We received a press release from Lam Aviation concerning a novel type of aileron, which was said to have brought about remarkable performance gains on a Lancair Columbia testbed. Cruising speed increased by 12 to 16 knots, fuel consumption decreased by 20 to 30 percent, and rate of climb increased by 40 to 50 percent. Useful load rose by 200 pounds. I know that the writer of an advertisement is not under oath, but I wondered how such millennial improvements had been achieved by merely modifying an aileron.
The Lam aileron was developed by Larry Lam, an aerospace engineer who died in 2010. He flew around for years in a two-seat homebuilt with a full-span flap and his novel ailerons. His son Michael is carrying on the idea, with the help of Greg Cole, a respected and innovative sailplane designer and builder.
The Lam aileron is, in effect, a normal aileron split horizontally into upper and lower halves, separately hinged. These can be rigged to behave in various ways — even deflecting simultaneously in opposite directions as speedbrakes — but the most likely arrangement is one in which the upper half deflects upward, like a spoiler, for roll, while the lower half is used like a flap and can actually be part of a continuous full-span flap rather than a separate outboard panel.
In maneuvering flight, such an aileron will likely feel different from a conventional one. For one thing, it should be practically free of adverse yaw, because the parasite drag increment due to aileron deflection is all on the inside of the turn. Control forces may also be lighter, since it is the downgoing aileron that offers more resistance to the pilot, and in this case there is no downgoing aileron.
In normal flight the Lam aileron looks just like any other aileron, however, so it should not affect speed or rate of climb. The large gains reported clearly cannot come from the aileron itself. They come, as it turns out, from the fact that the Columbia with the Lam aileron also has an entirely new wing, designed and built by Greg Cole, with 21 square feet less area and 2 feet more span. The aspect ratio of the new wing is 12; that of the old wing was 9. The reduction in wing area, I assume without an attendant increase in landing speed, is made possible by the fact that the flaps now occupy the full length of the trailing edge.
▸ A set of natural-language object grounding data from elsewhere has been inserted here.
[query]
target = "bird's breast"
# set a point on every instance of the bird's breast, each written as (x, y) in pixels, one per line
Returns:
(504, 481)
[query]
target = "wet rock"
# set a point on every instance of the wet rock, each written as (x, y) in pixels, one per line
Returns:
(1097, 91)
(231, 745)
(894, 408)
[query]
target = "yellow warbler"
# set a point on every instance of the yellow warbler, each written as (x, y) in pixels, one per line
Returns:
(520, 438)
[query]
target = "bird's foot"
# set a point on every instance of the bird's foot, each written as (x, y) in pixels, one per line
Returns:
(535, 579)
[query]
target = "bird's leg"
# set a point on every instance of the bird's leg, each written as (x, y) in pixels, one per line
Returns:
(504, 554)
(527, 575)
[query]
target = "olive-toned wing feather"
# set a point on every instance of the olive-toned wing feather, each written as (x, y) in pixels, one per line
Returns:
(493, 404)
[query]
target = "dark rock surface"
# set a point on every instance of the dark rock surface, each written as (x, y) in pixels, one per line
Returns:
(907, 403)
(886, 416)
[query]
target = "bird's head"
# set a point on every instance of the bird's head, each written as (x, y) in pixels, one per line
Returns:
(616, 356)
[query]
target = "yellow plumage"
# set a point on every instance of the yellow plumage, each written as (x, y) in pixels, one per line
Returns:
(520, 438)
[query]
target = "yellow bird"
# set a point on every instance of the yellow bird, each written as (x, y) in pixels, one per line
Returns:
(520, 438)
On a conventional wing, the trailing edge might be 60 percent flap and 40 percent aileron. Because stalling angle of attack diminishes when flaps are deflected, the flapped portion of the wing stalls before the outboard portion reaches its maximum lift, and so some of the lifting potential of the outer panel is lost. Full-span flaps are therefore desirable, but some alternative to conventional ailerons must be found for roll control. Spoilers — spanwise fences emerging from the upper surface of the wing — can be used, but it is often difficult to make them feel right. They tend to have a dead band in the middle, because the first bit of their travel is within the wing’s low-energy boundary layer. The Mitsubishi MU-2 is an example of an airplane that successfully combined full-span flaps with roll-control spoilers, but there are not many others.
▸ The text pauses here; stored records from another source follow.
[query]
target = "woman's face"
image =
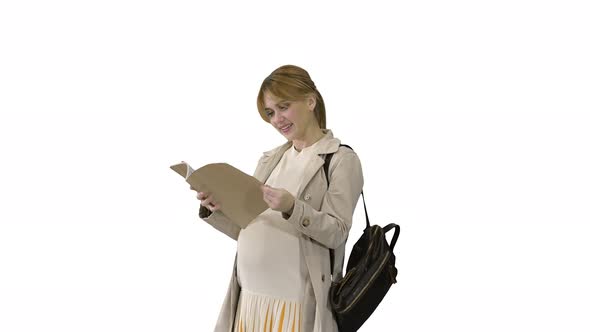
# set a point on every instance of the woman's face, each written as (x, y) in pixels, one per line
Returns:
(290, 118)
Some airplanes, for example the Northrop P-61 Black Widow and early models of the B-52, have supplemented spoilers with small “feeler” ailerons to achieve more pleasant and natural stick forces. A variation consisting of a partial-span flap and ailerons that droop for landing has often been tried as well, despite some degradation of roll performance owing to flow separation on the upper surfaces of the drooped ailerons.